Annual Donors Help Winship Discover New Drugs... and New Hope

new drugs

Dr. Haian Fu (right), shown with Dr. Fadlo R. Khuri, is the Director of Winship's Discovery and Developmental Therapeutics Program. Dr. Fu was recently awarded a $4.5 million grant for cancer drug discovery from the National Cancer Institute. His most recent work was supported, in part, by a pilot grant from the 2009 Winship Gala.

Private philanthropy of all types and sizes is essential in the fight against cancer. To maximize the impact of ongoing annual gifts, the Winship Director’s Fund pools these gifts to support research priorities. Recently, a $50,000 allocation from this fund was made to Winship’s Discovery and Developmental Therapeutics Program, the primary driver of new cancer drugs at Winship.

The gold standard for cancer researchers is targeted therapy: a drug that stops the out-of-control growth of cancer cells without damaging healthy cells. Our drug discovery program emphasizes identifying new targets in cancer cells, developing compounds that work against those targets, and bringing the most promising ones into the clinic for patient therapy.

A potential drug that hits the right target has to pass a series of tests in the lab, in animal studies, and eventually in patient clinical trials before it can win FDA approval. Winship investigators have been advancing cancer drug discovery at every stage in this process. They have shown that new anti-cancer agents can come from a variety of sources, including medications used successfully to treat other diseases and from natural compounds found in plants.

Drug delivery is undergoing major advancement as well. Winship researchers are partnering with the Georgia Institute of Technology to develop exciting nanoparticle technologies that can deliver drugs to the target more effectively, as well as detect and classify tumors when they are still small.
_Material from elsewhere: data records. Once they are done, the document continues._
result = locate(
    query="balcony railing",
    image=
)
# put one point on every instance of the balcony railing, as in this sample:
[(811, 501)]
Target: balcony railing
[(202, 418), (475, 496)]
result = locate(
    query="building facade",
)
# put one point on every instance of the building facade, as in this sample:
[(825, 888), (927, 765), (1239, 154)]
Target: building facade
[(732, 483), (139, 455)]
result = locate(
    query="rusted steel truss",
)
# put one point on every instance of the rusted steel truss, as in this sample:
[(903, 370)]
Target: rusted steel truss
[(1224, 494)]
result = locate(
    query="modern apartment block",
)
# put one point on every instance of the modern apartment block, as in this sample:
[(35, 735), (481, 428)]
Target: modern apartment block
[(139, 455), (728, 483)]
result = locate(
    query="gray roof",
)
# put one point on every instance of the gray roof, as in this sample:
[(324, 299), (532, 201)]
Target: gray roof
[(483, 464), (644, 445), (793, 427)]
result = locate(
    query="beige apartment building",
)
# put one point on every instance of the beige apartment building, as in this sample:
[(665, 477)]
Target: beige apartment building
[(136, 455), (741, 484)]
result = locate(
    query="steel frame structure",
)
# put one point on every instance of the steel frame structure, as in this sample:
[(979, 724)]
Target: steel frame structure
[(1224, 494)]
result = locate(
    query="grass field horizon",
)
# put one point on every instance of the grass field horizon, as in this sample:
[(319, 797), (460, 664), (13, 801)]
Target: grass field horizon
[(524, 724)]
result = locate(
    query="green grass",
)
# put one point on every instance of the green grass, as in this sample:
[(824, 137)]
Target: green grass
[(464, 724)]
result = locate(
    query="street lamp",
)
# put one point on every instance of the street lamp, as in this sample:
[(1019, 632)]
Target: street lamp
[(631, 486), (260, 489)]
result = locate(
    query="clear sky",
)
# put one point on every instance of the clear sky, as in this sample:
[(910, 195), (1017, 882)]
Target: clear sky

Emory is a major player in drug discovery. In a study released last year, Emory was cited as the nation’s fourth largest contributor to the discovery of new drugs and vaccines by public sector research institutions. The seven Emory products in the study include two HIV/AIDS drugs that are among the most commonly used and most successful therapies for this disease.

Winship continues to strengthen existing team-driven research projects and aggressively recruit top physicians and investigators to keep the quality and depth of our scientific programs among the best in the nation. Gifts of every size from our loyal supporters make much of this possible.